Vortrag Dr. Joachim Käppner

1941 – Der Angriff auf die ganze Welt

Nachdem Elke Wagner und Ingrid Sontag einen Ausblick auf die Stolpersteinverlegung am 28. November gegeben hatten, eindrucksvoll begleitet von projizierten Bildern sowie von Anja Günthers Klängen auf dem Hang, erläuterte Joachim Käppner Umfang und Folgen vom deutschen “Angriff auf die ganze Welt” im Jahr 1941 anhand von 3 biografischen Beispielen.

Jurek Rotenberg wurde im Alter von 13 Jahren von Berthold Beitz im besetzten Polen mit einem Ausweis als unverzichtbarer Mitarbeiter in der Ölproduktion versehen. Damit konnte er der bis dahin unvorstellbaren Mordmaschinerie der Nazis entkommen.
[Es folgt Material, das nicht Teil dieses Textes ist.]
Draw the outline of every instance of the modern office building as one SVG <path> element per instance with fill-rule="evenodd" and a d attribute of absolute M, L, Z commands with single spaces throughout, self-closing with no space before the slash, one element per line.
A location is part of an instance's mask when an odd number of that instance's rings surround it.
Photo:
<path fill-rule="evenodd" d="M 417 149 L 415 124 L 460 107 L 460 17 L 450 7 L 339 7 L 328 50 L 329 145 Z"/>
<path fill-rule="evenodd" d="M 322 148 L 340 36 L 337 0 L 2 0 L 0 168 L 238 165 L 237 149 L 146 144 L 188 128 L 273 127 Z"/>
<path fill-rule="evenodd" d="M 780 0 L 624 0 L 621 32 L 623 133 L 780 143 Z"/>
Boris Dorfman, ebenfalls jüdischer Herkunft, wuchs im damals rumänischen Bessarabien auf, das nach dem Hitler-Stalin-Pakt unter sowjetische Herrschaft gelangte. Die Eltern wurden 1940 als Sowjetfeinde deportiert. Er selbst kämpfte in der russischen Armee gegen Deutschland und seinen rumänischen Verbündeten, ließ sich 1947 in Lemberg nieder und förderte dort wieder jüdisches Leben. Dieses war spätestens nach dem Einmarsch der Deutschen 1941 vollständig ausgelöscht worden.

General Johannes Blaskowitz hatte eine führende Position beim Angriff auf Polen inne und distanzierte sich in seinen Lageberichten von den Gräueltaten von SS- und Wehrmachtseinheiten. Seine Sorge wegen der “maßlosen Verrohung und sittlichen Verkommenheit” der Soldaten fand nur insofern Beachtung, als er an die Westfront versetzt wurde. Damit war er der Einzige unter den Militärs, der sich von dieser Art des Vernichtungskriegs distanzierte, der einen Friedensschluss unmöglich machte.

Es schloss sich eine rege Diskussion an, die Anja Günther mit einem berührenden jiddischen Lied einer ukrainischen Dichterin aus Czernowitz abrundete.